> I don't mean to shoot you down in flames, but a lot of thought and effort
> has gone into Ruby's encoding support. Ruby could have followed the Python
> route of converting everything to Unicode, but that was rejected for
> various
> good reasons. Also automatic transcoding to solve issues of incompatible
> encodings was also rejected because it causes a number of problems, in
> particular I believe that transcoding isn't necessarilly accurate, because
> for example there may be multiple or ambiguous representations of the same
> character.
>
> What *was* introduced is the concept of a "default_internal" encoding,
> which, if used by the programmer, causes I/O and other interfaces to
> transcode to the internal encdoing on input & the opposite on output.
> Typically the default_internal encoding, if used, is UTF-8, and in this
> case
> the programmer would have to accept that, on doing I/O to a file in a
> different encoding, the transcoding *may* cause data loss.

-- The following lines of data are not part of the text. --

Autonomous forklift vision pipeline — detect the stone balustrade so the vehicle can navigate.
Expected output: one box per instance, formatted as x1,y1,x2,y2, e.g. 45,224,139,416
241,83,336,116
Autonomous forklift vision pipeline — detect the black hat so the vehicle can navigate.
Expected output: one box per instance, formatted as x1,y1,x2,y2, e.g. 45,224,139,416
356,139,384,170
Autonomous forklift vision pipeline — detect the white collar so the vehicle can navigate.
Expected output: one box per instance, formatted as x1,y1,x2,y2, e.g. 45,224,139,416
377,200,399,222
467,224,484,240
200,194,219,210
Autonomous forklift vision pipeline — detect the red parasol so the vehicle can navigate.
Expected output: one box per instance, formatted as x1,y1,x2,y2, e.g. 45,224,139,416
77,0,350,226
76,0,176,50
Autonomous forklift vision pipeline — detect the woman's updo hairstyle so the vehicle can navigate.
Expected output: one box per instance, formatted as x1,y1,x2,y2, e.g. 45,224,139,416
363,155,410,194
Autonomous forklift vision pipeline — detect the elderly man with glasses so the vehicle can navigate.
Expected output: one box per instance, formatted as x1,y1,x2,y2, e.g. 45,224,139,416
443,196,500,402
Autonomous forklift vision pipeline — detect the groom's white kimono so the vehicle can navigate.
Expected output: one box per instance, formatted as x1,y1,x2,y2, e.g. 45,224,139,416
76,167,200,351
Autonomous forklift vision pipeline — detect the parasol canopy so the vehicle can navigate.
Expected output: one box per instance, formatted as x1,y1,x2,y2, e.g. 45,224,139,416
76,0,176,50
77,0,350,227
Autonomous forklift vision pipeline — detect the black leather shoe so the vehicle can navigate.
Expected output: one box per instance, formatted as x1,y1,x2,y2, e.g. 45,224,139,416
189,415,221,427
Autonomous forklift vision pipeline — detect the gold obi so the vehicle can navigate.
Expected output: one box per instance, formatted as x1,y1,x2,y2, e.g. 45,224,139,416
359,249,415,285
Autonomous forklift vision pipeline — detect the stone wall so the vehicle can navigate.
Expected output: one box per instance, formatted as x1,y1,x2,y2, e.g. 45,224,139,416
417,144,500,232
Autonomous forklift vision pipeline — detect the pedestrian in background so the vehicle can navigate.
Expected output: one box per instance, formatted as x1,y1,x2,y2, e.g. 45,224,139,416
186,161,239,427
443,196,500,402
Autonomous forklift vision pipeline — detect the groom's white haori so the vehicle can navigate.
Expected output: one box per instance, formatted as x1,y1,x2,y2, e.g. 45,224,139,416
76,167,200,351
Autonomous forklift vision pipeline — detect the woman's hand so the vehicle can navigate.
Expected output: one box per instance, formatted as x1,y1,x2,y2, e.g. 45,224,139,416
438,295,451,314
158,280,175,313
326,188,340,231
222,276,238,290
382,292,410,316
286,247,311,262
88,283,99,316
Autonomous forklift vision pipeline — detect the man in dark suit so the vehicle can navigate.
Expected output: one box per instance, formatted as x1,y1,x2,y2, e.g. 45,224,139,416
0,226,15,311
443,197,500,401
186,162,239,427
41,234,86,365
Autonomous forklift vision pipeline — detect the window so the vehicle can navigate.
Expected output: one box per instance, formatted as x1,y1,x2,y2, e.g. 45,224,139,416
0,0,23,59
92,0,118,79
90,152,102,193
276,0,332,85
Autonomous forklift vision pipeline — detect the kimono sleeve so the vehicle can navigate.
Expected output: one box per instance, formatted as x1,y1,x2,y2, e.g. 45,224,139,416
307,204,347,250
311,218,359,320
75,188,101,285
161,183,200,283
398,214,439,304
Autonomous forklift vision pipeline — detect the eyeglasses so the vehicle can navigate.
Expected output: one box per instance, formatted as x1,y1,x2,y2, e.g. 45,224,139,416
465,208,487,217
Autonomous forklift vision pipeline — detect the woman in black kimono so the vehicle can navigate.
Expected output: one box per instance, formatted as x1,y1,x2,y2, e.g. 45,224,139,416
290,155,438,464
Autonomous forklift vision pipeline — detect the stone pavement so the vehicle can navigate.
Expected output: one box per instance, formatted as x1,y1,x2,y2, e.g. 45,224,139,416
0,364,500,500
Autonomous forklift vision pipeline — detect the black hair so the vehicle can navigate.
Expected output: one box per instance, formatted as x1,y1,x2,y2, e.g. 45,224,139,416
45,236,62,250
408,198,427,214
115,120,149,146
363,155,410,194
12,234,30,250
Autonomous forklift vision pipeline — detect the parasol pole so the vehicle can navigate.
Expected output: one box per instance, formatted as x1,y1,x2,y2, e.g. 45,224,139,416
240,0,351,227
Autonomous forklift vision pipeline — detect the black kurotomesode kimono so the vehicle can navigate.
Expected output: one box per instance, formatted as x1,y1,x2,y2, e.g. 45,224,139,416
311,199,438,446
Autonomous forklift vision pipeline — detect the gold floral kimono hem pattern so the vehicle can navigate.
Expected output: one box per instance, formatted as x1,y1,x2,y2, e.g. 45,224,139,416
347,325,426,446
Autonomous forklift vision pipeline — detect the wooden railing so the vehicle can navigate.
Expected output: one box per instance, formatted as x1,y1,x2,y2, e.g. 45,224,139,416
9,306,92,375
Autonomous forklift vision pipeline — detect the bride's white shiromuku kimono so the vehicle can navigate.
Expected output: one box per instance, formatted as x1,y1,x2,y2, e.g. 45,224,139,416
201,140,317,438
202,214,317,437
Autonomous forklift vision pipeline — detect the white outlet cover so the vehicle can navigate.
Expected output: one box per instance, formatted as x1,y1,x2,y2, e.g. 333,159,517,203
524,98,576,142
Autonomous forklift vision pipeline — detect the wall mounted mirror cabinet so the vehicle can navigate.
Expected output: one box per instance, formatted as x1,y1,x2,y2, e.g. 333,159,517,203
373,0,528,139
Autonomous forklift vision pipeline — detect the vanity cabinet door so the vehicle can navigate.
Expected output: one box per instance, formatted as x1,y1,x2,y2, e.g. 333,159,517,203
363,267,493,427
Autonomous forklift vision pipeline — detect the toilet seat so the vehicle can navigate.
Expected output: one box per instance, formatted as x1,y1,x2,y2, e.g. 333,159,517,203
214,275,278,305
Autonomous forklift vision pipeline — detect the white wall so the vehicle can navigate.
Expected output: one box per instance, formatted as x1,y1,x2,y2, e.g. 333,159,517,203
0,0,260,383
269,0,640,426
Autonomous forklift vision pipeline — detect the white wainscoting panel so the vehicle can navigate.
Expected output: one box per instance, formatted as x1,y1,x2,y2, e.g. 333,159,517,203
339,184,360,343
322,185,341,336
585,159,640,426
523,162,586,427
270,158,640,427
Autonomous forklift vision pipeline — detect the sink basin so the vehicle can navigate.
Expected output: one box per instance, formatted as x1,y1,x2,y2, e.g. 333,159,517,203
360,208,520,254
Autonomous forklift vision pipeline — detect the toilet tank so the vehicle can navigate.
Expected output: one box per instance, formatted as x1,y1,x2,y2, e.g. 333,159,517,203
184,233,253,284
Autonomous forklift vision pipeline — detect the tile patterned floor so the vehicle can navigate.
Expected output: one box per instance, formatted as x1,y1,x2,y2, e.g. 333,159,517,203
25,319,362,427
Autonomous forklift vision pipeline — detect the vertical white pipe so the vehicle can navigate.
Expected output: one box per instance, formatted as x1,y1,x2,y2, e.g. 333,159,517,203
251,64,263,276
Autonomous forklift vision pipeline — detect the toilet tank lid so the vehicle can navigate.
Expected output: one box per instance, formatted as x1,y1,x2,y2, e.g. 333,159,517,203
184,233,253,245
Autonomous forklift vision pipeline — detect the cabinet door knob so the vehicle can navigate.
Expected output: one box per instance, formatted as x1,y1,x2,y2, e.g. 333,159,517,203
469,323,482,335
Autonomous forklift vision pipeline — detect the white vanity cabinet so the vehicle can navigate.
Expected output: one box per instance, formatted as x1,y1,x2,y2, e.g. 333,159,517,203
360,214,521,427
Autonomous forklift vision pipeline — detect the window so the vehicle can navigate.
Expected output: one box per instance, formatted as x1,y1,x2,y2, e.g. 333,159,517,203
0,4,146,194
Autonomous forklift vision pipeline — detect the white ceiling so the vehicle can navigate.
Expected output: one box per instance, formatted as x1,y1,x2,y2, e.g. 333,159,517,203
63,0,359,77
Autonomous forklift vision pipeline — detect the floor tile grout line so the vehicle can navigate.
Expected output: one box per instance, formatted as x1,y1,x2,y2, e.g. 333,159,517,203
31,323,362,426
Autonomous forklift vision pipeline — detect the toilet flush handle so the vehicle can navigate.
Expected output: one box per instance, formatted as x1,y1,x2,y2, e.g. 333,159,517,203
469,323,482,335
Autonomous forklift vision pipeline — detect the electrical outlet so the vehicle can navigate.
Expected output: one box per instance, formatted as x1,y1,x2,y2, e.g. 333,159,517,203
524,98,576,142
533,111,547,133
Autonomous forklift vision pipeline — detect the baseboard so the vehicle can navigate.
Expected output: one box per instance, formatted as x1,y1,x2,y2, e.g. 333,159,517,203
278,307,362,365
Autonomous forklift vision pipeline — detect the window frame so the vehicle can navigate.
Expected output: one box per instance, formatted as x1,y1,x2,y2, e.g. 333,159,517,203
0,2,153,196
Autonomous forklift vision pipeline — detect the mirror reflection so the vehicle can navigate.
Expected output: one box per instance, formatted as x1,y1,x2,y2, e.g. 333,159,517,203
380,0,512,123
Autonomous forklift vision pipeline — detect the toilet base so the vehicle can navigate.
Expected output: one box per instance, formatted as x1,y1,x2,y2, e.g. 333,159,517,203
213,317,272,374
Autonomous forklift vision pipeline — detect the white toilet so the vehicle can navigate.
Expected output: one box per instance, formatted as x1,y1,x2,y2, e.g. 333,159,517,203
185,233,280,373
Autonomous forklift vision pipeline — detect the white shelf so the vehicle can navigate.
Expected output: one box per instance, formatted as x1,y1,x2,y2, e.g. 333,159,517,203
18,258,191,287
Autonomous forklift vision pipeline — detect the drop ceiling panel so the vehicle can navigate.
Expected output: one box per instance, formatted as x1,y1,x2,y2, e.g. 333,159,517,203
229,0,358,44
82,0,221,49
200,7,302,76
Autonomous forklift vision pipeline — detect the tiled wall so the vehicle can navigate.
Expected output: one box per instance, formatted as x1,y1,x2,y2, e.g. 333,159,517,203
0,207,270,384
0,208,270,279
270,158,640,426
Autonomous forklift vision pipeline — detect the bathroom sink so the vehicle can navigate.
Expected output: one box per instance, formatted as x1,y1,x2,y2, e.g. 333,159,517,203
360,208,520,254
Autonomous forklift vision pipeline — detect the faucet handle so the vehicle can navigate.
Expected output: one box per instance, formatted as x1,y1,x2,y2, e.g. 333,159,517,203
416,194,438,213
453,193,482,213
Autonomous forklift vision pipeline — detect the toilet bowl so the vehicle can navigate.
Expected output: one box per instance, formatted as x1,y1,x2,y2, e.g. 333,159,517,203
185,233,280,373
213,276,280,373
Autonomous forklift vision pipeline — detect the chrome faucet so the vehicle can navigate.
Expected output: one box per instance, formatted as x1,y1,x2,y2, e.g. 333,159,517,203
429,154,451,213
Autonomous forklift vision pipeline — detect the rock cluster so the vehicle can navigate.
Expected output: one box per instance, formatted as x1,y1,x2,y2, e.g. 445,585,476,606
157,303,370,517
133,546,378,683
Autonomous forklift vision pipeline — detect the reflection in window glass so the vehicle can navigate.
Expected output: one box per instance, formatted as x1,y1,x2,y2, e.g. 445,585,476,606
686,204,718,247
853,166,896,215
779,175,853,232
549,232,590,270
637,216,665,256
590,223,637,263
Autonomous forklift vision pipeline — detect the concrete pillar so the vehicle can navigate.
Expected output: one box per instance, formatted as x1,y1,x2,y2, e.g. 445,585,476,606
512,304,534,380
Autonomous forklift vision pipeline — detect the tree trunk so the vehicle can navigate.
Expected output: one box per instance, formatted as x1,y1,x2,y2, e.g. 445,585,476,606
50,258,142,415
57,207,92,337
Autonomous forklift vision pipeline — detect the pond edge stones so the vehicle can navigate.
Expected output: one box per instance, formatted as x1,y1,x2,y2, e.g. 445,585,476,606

haha. that's fine :) i expected and asked for criticism. they're just
ideas you're criticising. no harm in that

you seem to be misunderstanding the main idea and focusing on the "perhaps
we could even go so far as to convert to a default superior encoding if
needed duration concatenation" part. that was secondary and isn't
necessary to the success of the idea

also you say in the first paragraph that ruby rejected the idea of
following python by converting everything to unicode, yet acknowledge in
the second paragraph that ruby does, in fact, do this very thing using the
concept of the default internal encoding, it just doesn't wave it in the
programmers face and is voluntary. is this not partly contradictory?

the data loss when the strings leave ruby would happen anyway. if the
programmer, for example, chose to work in a better encoding within ruby,
or whether it happened automatically under my proposal, but had to write
files in a lesser encoding, or whether they chose to stay within the
restrictions of the lesser encoding the whole time, there would be no true
data loss, just a loss of the benefits gain by working in the better
encoding. if the output encoding is restricted, that is a problem
independent of what ruby does or doesn't do. within ruby itself there
would be no information loss and that is the important thing, nor any
unnecessary errors raised

>> we first add a function
>> to do actual conversions between two encodings based on character, not
>> just reinterpreting the byte values. so c in latin-1 (0x63) would become
>> c
>> in utf-32 (0x00000063).
>
> String#encode does this I believe

this was just an example. what about if a string had the japanese
character ka in shift jis and was being converted to utf-8. the value
would be entirely different and encode() is not capable of doing this, is
it?

>> it could have lists of which encodings are
>> supersets of other encodings
>
> Unfortunately it turns out that the only encoding that we can reliably
> state
> is a subset of any other encoding is US-ASCII, and Ruby knows about this
> and
> optimizes for it.

well, wikipedia seems to suggests jis 0201 is a subset of shift jis (i was
also thinking falsely that latin-1 is a subset of utf-8), but this doesn't
really matter. it is only an optimisation and the success of my proposal
doesn't rest on it

i have a feeling i probably won't get anywhere with this, sadly :) ruby
may have too much momentum. what does everyone else think?